Her genre-blending songwriting has landed her collabs with Doechii and Rachel Chinouriri.

by Sarah Ellis

Alemeda didn’t listen to music like your average pre-teen girl. Growing up in a religious family in Ethiopia, she wasn’t allowed to play it at home. “Mom was very anti-music, but as I got older, you couldn't avoid it,” the 25-year-old says, after her set at the All Things Go festival in New York.

When she moved to Arizona for school, she figured out her own methods to listen in secret. “I was watching Disney Channel and getting influenced by Camp Rock,” she says. “I was sneaking Camp Rock discs in my library books.” (She’s partial to the song “This Is Me.”)

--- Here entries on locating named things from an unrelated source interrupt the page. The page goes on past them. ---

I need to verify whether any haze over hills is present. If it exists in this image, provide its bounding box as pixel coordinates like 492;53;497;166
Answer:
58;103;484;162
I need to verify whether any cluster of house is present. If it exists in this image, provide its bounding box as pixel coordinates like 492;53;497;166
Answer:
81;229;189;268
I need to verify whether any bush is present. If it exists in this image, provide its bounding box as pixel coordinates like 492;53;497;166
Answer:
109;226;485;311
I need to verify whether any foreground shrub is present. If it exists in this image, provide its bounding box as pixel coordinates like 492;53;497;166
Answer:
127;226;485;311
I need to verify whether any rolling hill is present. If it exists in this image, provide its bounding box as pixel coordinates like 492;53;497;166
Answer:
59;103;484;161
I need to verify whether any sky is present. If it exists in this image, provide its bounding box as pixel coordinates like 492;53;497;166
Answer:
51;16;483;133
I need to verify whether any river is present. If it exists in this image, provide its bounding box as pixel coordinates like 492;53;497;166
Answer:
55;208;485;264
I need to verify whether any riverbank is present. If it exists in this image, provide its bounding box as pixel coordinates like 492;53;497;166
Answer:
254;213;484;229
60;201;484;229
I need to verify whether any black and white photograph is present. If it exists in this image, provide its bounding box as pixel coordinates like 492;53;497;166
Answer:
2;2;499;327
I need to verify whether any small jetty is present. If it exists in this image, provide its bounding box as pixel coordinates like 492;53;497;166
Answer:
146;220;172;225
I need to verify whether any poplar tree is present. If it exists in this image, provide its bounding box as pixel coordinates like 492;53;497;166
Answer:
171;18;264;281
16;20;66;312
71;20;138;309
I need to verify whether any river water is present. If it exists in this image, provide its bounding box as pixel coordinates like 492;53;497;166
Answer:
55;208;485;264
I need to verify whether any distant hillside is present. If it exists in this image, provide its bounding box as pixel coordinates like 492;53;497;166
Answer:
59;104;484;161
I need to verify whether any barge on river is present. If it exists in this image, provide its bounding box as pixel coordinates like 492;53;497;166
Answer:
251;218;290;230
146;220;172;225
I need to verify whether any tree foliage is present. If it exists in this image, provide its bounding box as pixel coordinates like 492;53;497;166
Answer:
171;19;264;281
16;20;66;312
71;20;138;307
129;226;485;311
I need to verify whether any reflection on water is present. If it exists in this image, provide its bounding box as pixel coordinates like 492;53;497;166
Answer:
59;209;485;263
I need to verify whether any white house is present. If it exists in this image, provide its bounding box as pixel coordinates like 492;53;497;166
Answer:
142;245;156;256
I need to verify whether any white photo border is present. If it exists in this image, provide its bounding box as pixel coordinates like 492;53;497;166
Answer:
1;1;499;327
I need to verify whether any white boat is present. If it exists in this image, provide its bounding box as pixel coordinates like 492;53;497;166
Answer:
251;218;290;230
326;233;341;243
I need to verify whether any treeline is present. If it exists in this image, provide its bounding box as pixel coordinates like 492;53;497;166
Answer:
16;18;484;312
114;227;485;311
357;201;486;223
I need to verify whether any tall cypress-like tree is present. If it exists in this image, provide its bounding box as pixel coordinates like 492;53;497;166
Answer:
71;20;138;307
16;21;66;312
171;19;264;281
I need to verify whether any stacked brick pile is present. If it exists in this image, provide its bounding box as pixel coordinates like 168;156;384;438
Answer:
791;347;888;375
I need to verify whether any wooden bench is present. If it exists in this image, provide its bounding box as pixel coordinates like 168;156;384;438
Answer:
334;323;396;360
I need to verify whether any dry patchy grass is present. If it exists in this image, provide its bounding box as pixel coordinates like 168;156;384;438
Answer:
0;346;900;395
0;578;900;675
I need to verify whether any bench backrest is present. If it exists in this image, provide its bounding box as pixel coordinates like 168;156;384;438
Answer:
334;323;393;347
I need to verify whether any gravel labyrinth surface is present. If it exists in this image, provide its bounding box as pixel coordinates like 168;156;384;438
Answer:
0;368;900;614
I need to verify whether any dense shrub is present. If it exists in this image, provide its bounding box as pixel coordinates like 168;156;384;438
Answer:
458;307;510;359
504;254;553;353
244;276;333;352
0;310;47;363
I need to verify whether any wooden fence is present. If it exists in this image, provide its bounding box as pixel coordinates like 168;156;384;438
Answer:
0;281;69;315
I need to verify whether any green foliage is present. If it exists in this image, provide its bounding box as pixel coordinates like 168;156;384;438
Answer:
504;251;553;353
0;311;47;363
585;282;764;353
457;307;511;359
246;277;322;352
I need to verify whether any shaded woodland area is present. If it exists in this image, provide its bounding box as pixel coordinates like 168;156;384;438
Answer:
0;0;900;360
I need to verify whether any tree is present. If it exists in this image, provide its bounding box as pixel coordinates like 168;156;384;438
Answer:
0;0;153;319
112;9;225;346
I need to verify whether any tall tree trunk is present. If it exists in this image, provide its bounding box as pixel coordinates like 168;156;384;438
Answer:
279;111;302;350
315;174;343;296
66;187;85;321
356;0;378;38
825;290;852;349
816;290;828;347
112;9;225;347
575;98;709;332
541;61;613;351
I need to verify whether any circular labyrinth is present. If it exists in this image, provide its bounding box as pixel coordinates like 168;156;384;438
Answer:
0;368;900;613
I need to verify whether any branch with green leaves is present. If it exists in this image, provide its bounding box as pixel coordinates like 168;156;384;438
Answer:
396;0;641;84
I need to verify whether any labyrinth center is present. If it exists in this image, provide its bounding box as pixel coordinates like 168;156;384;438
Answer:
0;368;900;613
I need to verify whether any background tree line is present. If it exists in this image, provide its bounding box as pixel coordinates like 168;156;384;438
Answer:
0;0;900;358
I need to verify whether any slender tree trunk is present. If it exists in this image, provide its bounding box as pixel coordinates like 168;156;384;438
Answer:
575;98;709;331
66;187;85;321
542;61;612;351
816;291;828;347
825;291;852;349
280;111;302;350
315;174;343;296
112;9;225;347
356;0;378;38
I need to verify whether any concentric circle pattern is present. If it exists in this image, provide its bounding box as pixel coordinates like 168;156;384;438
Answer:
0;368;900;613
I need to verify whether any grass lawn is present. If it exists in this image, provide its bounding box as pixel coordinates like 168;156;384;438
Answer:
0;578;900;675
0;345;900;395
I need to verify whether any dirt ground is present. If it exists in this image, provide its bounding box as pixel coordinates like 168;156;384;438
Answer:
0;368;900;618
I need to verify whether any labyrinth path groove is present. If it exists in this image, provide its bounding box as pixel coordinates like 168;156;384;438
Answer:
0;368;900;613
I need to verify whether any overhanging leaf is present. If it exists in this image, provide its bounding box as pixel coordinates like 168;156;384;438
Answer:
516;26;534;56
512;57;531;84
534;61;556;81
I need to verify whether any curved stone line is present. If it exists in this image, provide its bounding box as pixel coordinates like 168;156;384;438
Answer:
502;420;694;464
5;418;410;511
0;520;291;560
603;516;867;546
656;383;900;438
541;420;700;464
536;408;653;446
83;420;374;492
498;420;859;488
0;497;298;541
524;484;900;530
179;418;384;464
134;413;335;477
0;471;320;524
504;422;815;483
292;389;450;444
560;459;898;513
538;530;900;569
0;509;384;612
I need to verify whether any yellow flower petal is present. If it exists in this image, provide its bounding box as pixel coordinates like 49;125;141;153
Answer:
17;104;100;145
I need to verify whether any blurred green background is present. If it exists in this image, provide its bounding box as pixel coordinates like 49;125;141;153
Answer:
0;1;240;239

Eventually, she started posting covers to YouTube, looking to Alessia Cara for inspiration. At age 14, Alemeda got her first big break. “I posted a cover of ‘Here’ by Alessia Cara, and she commented on it, saying I had a soulful voice,” she says. “I was jumping around my bed. Being in Arizona, being Muslim, being East African, I felt like I was under a rock, especially because my mom made it that way. So it felt like this weird portal to be like, ‘I could actually be a part of that? I could be an artist?’”

It wasn’t long before Alemeda became exactly that. In 2019, she started releasing original music, and six years and a few viral hits later, she’s collaborating with artists she’s dreamed of working with. Her new single with Doechii, “Beat A B!tch Up,” arrives on Oct. 10, and a full EP, But What The Hell Do I Know, will follow on Nov. 7. It includes “elements of rock, pop-punk, and pop” stylings, aligning with her love for spanning genres, and features a duet with Rachel Chinouriri, whom Alemeda opened for on a U.S. tour this spring.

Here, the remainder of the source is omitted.